Casado asegura que "la izquierda no tiene el monopolio de los buenos sentimientos" en inmigración

Pablo Casado preside la reunión con parlamentarios que ha convocado en 'Génova'
PP
Publicado 30/07/2018 19:45:56CET

Defiende que la radicalidad de la que le acusan es sinónimo de "tener las cosas claras y de no moverse como las ramas"

MADRID, 30 Jul. (EUROPA PRESS) -

El presidente del PP, Pablo Casado, ha asegurado este lunes que "la izquierda no tiene el monopolio de los buenos sentimientos en inmigración" y ha defendido que la radicalidad de la que le acusan es "sinónimo de tener las cosas claras, de tener personalidad, independencia y de no moverse como las ramas sino de ser un tronco".

Durante su intervención en la reunión de la Junta Directiva Regional del PP de Madrid, Casado ha señalado que es "fiel a los principios" del partido en materia de inmigración, que han sido "los más eficaces". Y es que, a su parecer, cuando su formación ha gobernado en España "no ha habido problemas con la acogida de inmigrantes sino todo lo contrario".

Según Casado, durante los años 90 la inmigración fue "ordenada, legal y en igualdad de derechos y obligaciones". "No hubo guetos, no hubo conflictos sociales y no hubo problemas de convivencia.
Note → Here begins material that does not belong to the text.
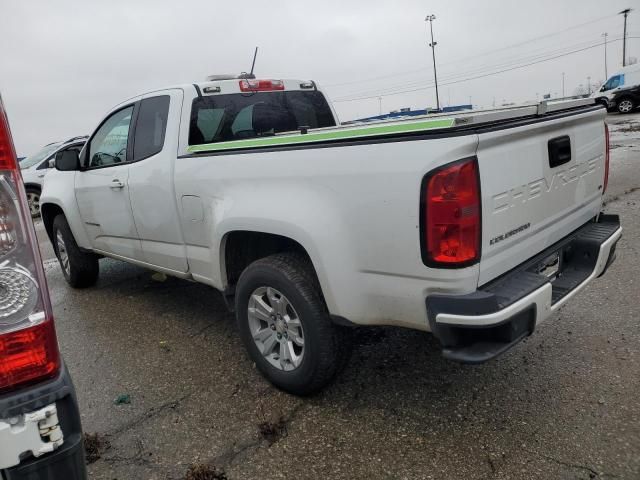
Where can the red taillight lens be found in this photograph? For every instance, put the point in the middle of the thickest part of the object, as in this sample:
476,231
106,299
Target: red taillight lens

España se enriqueció de esas personas que venían a dar lo mejor de sí mismos", ha defendido.

En este sentido, ha defendido que son un "partido liberal que quieren un mundo globalizado con buenas condiciones para los inmigrantes pero también con una sostenibilidad con los que viven en el país".

Para el presidente 'popular' el problema surgió en 2008 con la crisis de los cayucos en Canarias por una "apelación a papeles para todos". Se trata, de la misma para el presidente, que se está viendo ahora. "Esa política de gestos, oportunismo y demagogia no es buena", ha remarcado.

A su juicio, la inmigración se tiene que abordar desde una perspectiva "realista y sincera" incidiendo en la seguridad en las fronteras, apoyando la labor de la Guardia Civil y la Policía, y en la solidaridad, sobre todo en el lugar de origen. "Occidente no puede lavar su mala conciencia con limosnas, tenemos que ser solidaridad de verdad", ha clamado.